L’État turc viole les droits humains au Kurdistan

Lettre ouverte au gouvernement français et aux institutions européennes et internationales concernant les graves violations des droits humains commises par l’État turc au Kurdistan

Suite à l’appel de la députée de Diyarbakir Sibel YİĞİTALP (encadré ci-dessous) concernant la situation dramatique dans la ville de Sur assiégée par les forces armées turques depuis plus de trois mois, les associations kurdes en France ont reçu beaucoup de messages de solidarité demandant ce qu’on pouvait faire pour empêcher l’État turc de commettre de nouveaux massacres.

Dans le cadre du Sit-in entamé à Strasbourg le 22 février, afin de briser le silence européen face à ces massacres, le Conseil démocratique kurde en France (CDKF) a rédigé cette lettre ouverte destinée au gouvernement français, au Conseil de l’Europe, à l’Union européenne, l’ONU, et aux représentations permanentes de la Turquie au sein des institutions européennes et internationales. Nous vous invitons à signer ce texte et à le faire signer par le plus grand nombre d’organisations, partis politiques, élus, personnalités…
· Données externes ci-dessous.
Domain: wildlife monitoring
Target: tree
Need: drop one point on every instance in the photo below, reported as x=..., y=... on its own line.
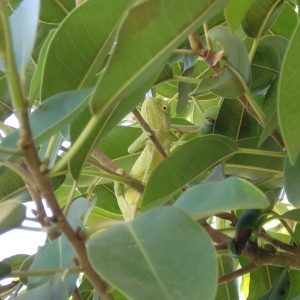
x=200, y=203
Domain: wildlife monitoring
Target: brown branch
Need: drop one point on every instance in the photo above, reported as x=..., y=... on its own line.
x=237, y=273
x=152, y=135
x=109, y=166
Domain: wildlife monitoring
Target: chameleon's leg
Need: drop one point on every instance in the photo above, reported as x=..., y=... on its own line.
x=124, y=206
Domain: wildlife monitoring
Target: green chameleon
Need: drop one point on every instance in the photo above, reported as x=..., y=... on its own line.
x=156, y=113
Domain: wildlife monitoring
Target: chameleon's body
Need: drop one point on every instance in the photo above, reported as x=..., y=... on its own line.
x=155, y=113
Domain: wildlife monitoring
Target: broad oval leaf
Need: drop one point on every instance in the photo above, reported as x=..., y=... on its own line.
x=50, y=117
x=235, y=11
x=80, y=46
x=23, y=22
x=184, y=165
x=140, y=51
x=208, y=199
x=260, y=16
x=288, y=95
x=12, y=214
x=148, y=259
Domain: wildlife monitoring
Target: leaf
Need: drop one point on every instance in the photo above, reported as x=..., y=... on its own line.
x=49, y=117
x=23, y=22
x=59, y=254
x=261, y=281
x=293, y=214
x=136, y=39
x=236, y=72
x=207, y=199
x=12, y=214
x=55, y=11
x=267, y=62
x=261, y=16
x=291, y=181
x=184, y=165
x=286, y=22
x=235, y=11
x=82, y=43
x=52, y=289
x=5, y=269
x=288, y=108
x=157, y=262
x=229, y=118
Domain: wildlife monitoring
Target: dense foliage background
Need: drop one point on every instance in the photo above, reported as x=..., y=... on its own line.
x=211, y=221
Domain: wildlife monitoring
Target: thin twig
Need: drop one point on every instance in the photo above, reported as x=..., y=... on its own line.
x=152, y=135
x=237, y=273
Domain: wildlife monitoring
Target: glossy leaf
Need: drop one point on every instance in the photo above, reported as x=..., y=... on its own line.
x=23, y=22
x=177, y=269
x=260, y=16
x=211, y=198
x=288, y=107
x=229, y=118
x=184, y=165
x=49, y=117
x=85, y=55
x=136, y=40
x=52, y=289
x=235, y=11
x=12, y=214
x=291, y=181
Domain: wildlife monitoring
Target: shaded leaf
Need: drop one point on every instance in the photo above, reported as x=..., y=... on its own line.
x=260, y=16
x=55, y=113
x=184, y=165
x=235, y=11
x=85, y=55
x=23, y=22
x=12, y=214
x=174, y=270
x=288, y=106
x=210, y=198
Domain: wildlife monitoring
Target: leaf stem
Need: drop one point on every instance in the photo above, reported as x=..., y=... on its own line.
x=261, y=152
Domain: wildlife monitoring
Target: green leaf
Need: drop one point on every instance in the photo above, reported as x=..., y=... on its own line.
x=267, y=62
x=83, y=44
x=55, y=11
x=12, y=214
x=136, y=39
x=157, y=262
x=50, y=116
x=229, y=118
x=52, y=289
x=235, y=11
x=5, y=269
x=291, y=181
x=286, y=22
x=288, y=108
x=293, y=214
x=184, y=165
x=59, y=254
x=208, y=199
x=261, y=281
x=261, y=16
x=23, y=22
x=236, y=72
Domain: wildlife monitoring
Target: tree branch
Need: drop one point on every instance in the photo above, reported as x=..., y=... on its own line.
x=152, y=135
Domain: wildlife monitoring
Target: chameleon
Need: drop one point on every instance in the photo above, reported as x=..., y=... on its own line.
x=156, y=113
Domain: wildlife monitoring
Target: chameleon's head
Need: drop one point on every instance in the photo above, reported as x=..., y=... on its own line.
x=156, y=113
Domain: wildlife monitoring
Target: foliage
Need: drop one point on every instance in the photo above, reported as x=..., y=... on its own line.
x=175, y=195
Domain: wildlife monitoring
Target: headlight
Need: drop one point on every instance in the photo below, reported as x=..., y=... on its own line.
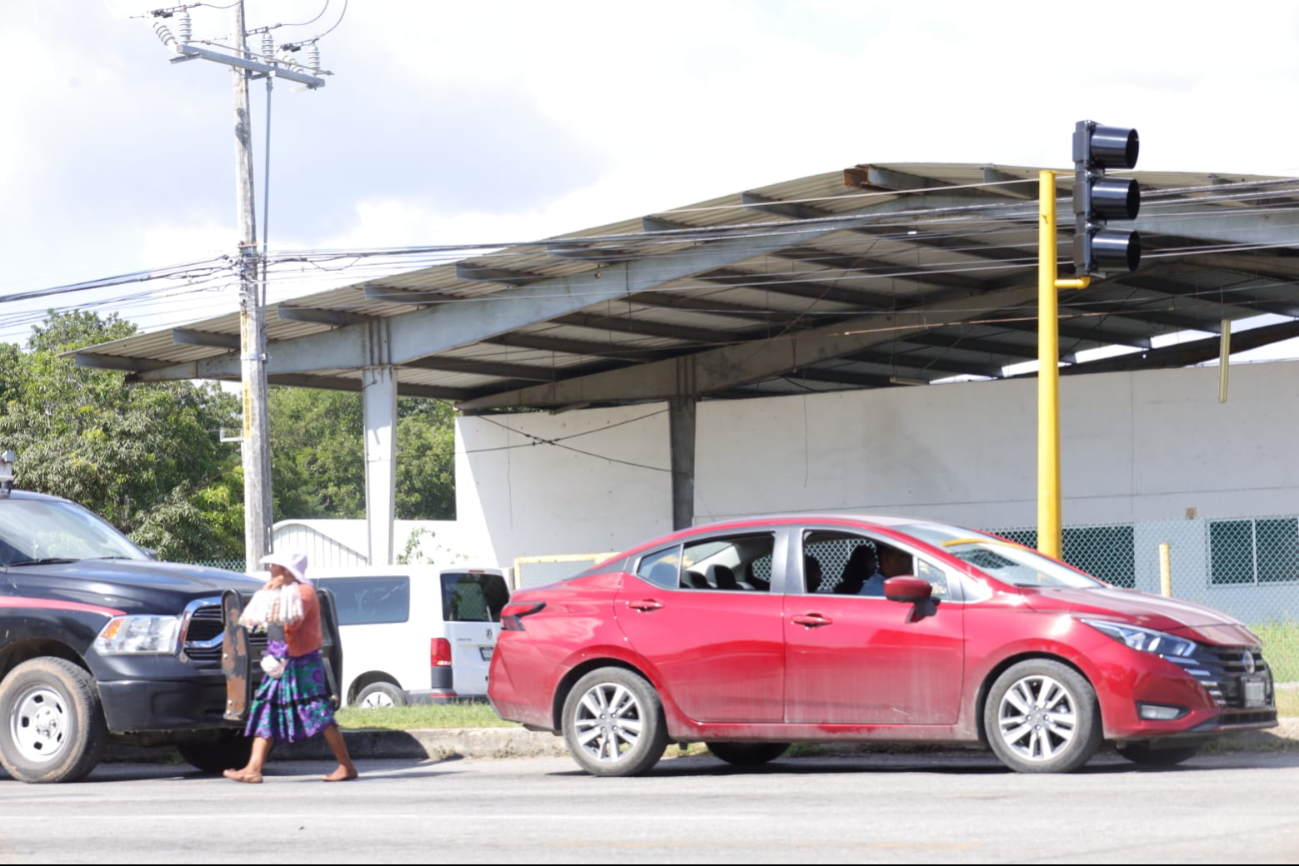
x=138, y=635
x=1147, y=640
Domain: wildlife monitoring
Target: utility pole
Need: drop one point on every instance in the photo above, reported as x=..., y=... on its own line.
x=252, y=326
x=252, y=312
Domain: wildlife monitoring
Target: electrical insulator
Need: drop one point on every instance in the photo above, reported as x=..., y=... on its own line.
x=164, y=33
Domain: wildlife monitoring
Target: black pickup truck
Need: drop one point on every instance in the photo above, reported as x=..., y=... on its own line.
x=100, y=643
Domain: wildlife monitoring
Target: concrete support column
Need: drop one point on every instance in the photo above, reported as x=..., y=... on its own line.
x=379, y=396
x=681, y=433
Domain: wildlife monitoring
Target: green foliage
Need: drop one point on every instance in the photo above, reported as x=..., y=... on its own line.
x=135, y=453
x=318, y=456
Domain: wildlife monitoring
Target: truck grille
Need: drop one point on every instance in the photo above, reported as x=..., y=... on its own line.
x=1221, y=670
x=204, y=638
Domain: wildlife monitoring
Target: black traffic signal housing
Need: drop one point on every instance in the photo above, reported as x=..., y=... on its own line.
x=1098, y=199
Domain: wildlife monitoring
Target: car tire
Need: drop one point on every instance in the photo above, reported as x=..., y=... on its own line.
x=230, y=751
x=1042, y=717
x=613, y=723
x=379, y=695
x=748, y=754
x=51, y=722
x=1143, y=754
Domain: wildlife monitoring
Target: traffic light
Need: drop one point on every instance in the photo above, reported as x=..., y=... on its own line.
x=1098, y=199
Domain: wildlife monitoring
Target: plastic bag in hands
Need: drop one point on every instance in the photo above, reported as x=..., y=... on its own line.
x=274, y=668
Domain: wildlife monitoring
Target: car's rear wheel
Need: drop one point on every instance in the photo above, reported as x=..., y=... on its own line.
x=51, y=722
x=213, y=754
x=1042, y=717
x=613, y=723
x=748, y=754
x=1147, y=756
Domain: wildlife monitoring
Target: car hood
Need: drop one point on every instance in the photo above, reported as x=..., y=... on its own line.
x=1129, y=605
x=133, y=586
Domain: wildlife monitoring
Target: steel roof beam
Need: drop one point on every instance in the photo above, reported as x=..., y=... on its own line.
x=437, y=329
x=479, y=274
x=590, y=348
x=643, y=327
x=182, y=336
x=924, y=362
x=731, y=366
x=335, y=318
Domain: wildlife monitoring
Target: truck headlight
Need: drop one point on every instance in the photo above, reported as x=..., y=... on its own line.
x=1146, y=640
x=138, y=635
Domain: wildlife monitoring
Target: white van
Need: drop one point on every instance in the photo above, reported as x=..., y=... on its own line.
x=416, y=634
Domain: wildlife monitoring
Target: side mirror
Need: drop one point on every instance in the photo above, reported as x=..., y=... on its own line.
x=908, y=590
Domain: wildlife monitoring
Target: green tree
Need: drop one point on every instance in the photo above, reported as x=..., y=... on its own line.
x=139, y=455
x=318, y=456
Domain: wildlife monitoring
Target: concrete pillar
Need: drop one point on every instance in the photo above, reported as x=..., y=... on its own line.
x=379, y=396
x=681, y=433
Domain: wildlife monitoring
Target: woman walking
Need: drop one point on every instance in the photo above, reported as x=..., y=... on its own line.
x=294, y=700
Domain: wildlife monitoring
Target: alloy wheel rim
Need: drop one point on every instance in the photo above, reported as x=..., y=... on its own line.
x=1038, y=718
x=608, y=722
x=38, y=725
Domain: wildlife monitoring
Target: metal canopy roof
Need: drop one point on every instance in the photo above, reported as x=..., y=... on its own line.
x=878, y=275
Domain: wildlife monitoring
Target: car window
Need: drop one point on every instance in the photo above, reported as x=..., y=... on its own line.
x=473, y=597
x=728, y=564
x=661, y=568
x=365, y=601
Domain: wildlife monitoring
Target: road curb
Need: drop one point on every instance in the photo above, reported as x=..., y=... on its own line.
x=517, y=743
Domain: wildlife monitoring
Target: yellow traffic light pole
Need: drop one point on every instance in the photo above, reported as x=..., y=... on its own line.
x=1050, y=531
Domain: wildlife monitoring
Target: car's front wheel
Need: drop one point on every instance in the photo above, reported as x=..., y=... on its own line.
x=613, y=723
x=51, y=722
x=1042, y=717
x=748, y=754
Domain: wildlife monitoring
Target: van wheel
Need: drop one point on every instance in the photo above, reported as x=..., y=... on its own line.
x=748, y=754
x=613, y=723
x=51, y=722
x=230, y=751
x=377, y=695
x=1042, y=717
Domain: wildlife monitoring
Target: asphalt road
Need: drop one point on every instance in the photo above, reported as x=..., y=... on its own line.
x=898, y=809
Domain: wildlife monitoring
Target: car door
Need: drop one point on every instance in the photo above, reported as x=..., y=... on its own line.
x=707, y=614
x=859, y=660
x=472, y=601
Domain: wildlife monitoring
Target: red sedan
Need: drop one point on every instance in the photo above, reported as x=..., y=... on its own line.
x=752, y=635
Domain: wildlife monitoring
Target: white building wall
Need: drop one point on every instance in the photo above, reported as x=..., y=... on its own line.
x=1135, y=447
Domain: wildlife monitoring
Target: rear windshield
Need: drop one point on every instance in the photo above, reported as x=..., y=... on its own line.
x=473, y=597
x=368, y=601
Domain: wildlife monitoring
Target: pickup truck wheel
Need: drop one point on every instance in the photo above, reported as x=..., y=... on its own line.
x=51, y=722
x=213, y=756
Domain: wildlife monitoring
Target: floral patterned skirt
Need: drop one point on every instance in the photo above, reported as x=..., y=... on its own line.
x=295, y=705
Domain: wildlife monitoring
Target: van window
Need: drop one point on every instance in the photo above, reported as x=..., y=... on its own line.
x=366, y=601
x=473, y=597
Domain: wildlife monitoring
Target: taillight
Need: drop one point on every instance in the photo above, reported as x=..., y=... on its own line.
x=439, y=652
x=515, y=621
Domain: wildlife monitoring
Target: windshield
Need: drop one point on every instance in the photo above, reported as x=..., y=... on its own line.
x=1006, y=561
x=43, y=530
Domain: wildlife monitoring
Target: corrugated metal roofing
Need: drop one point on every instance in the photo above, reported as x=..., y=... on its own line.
x=816, y=279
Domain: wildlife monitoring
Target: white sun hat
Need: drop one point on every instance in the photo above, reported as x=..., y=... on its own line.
x=295, y=562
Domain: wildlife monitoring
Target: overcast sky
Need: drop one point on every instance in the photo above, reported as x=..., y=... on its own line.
x=511, y=121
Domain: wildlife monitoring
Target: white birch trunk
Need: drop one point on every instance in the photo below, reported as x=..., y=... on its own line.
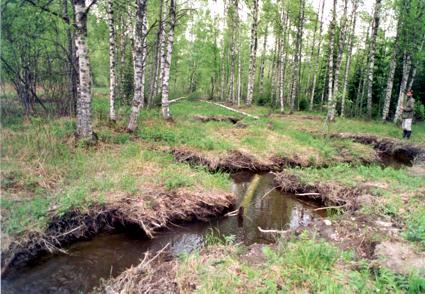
x=84, y=123
x=317, y=59
x=297, y=57
x=253, y=55
x=404, y=79
x=372, y=50
x=139, y=64
x=390, y=84
x=112, y=61
x=330, y=115
x=166, y=59
x=263, y=62
x=239, y=80
x=282, y=56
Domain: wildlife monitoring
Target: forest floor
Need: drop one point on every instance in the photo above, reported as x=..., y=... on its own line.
x=54, y=193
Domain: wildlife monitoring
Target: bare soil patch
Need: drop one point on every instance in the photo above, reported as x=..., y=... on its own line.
x=328, y=194
x=145, y=214
x=217, y=118
x=403, y=151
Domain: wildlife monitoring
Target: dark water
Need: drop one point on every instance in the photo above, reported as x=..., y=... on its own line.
x=108, y=255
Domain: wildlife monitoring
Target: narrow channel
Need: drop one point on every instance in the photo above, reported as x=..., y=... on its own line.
x=108, y=255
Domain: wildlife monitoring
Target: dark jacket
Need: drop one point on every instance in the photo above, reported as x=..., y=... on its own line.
x=408, y=111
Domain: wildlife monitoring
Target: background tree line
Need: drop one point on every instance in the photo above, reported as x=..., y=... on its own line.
x=342, y=58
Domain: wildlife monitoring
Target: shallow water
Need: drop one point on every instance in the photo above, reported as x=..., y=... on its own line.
x=108, y=255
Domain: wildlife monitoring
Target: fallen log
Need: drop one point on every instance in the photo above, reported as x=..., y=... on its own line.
x=232, y=109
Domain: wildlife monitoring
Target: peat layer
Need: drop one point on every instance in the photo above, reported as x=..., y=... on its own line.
x=153, y=211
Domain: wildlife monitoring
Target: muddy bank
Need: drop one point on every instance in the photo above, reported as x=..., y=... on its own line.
x=236, y=160
x=143, y=215
x=402, y=151
x=327, y=194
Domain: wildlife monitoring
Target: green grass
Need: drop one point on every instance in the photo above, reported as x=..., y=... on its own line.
x=299, y=265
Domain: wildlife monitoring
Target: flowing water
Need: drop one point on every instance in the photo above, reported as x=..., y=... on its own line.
x=107, y=255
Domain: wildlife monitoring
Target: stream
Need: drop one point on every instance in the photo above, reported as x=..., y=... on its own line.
x=108, y=255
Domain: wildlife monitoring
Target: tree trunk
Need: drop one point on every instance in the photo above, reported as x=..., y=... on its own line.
x=372, y=50
x=282, y=57
x=263, y=61
x=72, y=70
x=297, y=57
x=139, y=63
x=166, y=59
x=84, y=124
x=112, y=61
x=330, y=115
x=390, y=79
x=157, y=55
x=404, y=79
x=341, y=46
x=253, y=55
x=317, y=59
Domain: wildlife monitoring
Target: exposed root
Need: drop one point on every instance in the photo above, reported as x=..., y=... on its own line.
x=232, y=162
x=400, y=150
x=328, y=194
x=151, y=275
x=235, y=161
x=218, y=118
x=153, y=211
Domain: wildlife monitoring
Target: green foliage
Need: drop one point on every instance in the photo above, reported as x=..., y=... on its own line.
x=416, y=226
x=419, y=111
x=291, y=266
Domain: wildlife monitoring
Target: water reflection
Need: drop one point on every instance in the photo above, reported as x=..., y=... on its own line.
x=108, y=255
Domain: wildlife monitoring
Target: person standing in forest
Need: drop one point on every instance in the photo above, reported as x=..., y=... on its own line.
x=408, y=115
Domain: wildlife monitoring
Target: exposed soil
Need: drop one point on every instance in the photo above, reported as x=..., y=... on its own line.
x=153, y=211
x=355, y=232
x=328, y=194
x=217, y=118
x=400, y=257
x=403, y=151
x=237, y=160
x=155, y=274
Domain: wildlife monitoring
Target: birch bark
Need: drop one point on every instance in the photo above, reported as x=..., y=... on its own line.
x=139, y=63
x=166, y=59
x=372, y=49
x=390, y=79
x=329, y=116
x=317, y=59
x=348, y=61
x=404, y=79
x=253, y=55
x=112, y=61
x=84, y=123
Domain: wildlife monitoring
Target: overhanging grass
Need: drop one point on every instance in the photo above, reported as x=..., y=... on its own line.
x=303, y=265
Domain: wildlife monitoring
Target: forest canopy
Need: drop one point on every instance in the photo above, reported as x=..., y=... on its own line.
x=345, y=57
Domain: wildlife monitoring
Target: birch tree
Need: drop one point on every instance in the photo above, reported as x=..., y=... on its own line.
x=390, y=79
x=166, y=60
x=348, y=60
x=112, y=61
x=403, y=85
x=157, y=54
x=372, y=48
x=330, y=115
x=337, y=64
x=253, y=54
x=297, y=56
x=139, y=56
x=84, y=115
x=316, y=65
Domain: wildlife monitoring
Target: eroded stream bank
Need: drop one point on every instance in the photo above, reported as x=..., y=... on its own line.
x=108, y=255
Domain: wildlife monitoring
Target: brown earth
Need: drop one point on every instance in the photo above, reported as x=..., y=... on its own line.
x=328, y=194
x=154, y=210
x=398, y=149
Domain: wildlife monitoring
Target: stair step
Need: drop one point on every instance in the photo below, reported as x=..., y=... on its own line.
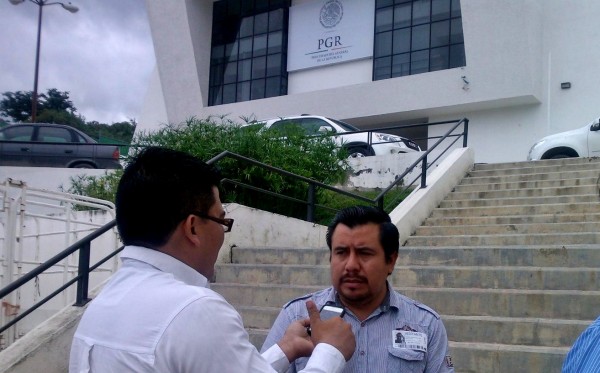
x=455, y=229
x=505, y=239
x=519, y=201
x=515, y=219
x=559, y=304
x=534, y=169
x=525, y=184
x=479, y=357
x=494, y=177
x=538, y=164
x=485, y=329
x=525, y=210
x=500, y=277
x=590, y=189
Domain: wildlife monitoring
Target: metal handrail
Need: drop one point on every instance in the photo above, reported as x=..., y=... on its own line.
x=83, y=245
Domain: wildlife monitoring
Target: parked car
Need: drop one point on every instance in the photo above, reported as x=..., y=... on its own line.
x=358, y=144
x=581, y=142
x=54, y=145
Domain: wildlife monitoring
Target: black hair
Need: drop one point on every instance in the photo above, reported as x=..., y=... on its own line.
x=159, y=189
x=353, y=216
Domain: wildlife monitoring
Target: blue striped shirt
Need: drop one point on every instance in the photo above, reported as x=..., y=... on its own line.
x=375, y=351
x=584, y=356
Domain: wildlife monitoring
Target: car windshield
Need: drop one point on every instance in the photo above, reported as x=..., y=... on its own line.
x=344, y=125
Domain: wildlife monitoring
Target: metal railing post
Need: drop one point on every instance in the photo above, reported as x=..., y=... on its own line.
x=424, y=172
x=310, y=207
x=84, y=275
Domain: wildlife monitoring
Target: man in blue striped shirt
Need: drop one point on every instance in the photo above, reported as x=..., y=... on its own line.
x=393, y=333
x=584, y=356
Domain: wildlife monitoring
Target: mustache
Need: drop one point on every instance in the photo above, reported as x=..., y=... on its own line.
x=353, y=278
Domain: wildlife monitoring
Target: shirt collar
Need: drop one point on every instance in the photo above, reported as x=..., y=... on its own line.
x=165, y=263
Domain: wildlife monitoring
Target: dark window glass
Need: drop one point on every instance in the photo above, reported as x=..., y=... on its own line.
x=229, y=94
x=246, y=27
x=426, y=35
x=260, y=45
x=383, y=44
x=456, y=35
x=273, y=85
x=421, y=11
x=244, y=70
x=455, y=9
x=249, y=43
x=420, y=37
x=230, y=72
x=243, y=91
x=217, y=54
x=419, y=62
x=382, y=3
x=439, y=59
x=384, y=19
x=276, y=20
x=51, y=134
x=401, y=41
x=440, y=9
x=401, y=65
x=258, y=89
x=457, y=55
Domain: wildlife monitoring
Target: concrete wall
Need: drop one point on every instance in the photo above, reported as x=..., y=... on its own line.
x=47, y=347
x=517, y=54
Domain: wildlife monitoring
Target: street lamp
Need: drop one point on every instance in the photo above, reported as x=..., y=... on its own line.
x=41, y=3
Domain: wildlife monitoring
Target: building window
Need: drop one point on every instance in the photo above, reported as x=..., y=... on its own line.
x=417, y=36
x=249, y=50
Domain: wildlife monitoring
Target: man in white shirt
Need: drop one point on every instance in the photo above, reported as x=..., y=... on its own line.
x=157, y=314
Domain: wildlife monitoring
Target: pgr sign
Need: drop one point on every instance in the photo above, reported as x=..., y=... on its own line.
x=330, y=31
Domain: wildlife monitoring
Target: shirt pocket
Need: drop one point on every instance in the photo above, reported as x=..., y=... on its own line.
x=405, y=360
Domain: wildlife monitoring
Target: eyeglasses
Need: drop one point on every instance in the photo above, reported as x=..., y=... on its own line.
x=226, y=223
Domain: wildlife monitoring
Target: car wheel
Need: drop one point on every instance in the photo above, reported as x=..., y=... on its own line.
x=559, y=156
x=358, y=152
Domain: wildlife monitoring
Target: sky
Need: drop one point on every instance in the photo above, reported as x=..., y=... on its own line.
x=102, y=55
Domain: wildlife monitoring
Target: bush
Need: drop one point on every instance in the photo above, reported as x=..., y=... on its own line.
x=317, y=158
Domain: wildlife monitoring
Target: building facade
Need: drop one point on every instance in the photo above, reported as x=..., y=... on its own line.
x=518, y=70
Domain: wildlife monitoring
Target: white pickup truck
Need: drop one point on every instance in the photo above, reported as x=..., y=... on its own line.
x=581, y=142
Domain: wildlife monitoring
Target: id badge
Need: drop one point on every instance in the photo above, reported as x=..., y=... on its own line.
x=409, y=340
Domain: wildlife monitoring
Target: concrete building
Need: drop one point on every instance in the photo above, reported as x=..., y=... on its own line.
x=519, y=70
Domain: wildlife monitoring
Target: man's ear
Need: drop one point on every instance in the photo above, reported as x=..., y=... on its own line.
x=189, y=228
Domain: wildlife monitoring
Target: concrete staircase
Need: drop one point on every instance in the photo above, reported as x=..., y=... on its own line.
x=510, y=259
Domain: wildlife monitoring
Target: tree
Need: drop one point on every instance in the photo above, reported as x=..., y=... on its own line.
x=16, y=105
x=57, y=100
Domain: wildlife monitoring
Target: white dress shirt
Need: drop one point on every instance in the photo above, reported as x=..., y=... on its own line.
x=157, y=314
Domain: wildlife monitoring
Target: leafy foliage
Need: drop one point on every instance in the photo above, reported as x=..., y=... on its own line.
x=316, y=158
x=55, y=107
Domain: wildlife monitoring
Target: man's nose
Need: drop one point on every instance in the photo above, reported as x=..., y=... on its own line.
x=352, y=263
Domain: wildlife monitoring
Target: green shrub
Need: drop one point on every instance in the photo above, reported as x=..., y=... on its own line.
x=317, y=158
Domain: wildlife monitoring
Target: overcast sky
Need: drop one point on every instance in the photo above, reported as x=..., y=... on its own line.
x=102, y=55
Pour signer, il suffit d’envoyer un mail à info@cdkf.fr en indiquant le nom de votre organisation ou vos nom et titre.


Lettre ouverte concernant les graves violations des droits humains commises par l’État turc au Kurdistan

Depuis le 22 février 2016, des milliers de Kurdes venus de toute l’Europe, soutenus par divers groupes de solidarité, sont rassemblés devant le palais de l’Europe, à Strasbourg, dans le but d’attirer l’attention des institutions européennes et des gouvernements respectifs sur les massacres perpétrés au Kurdistan par l’État turc.

D’après les rapports publiés par les ONG telles que Amnesty International, Human Rights Watch et l’Association des Droits de l’Homme de Turquie (IHD), et les informations communiquées par les élus kurdes, l’état d’urgence illimité décrété par les autorités turques dans plusieurs villes du Kurdistan, sous couvert de « lutte contre le terrorisme », a conduit à des violations massives des droits et libertés fondamentaux, en particulier du droit à la vie, et continue à représenter une menace grave et imminente pour les populations des villes en question.

Au cours des quatre derniers mois, une vingtaine de villes kurdes dont la population avait exprimé la volonté de s’autogérer ont été placées sous couvre-feu, assiégées et bombardées par les forces armées turques. A ce jour, près de 600 civils ont été tués et des centaines d’autres blessés dans cette campagne militaire brutale dont le but est de raser de la carte les villes visées.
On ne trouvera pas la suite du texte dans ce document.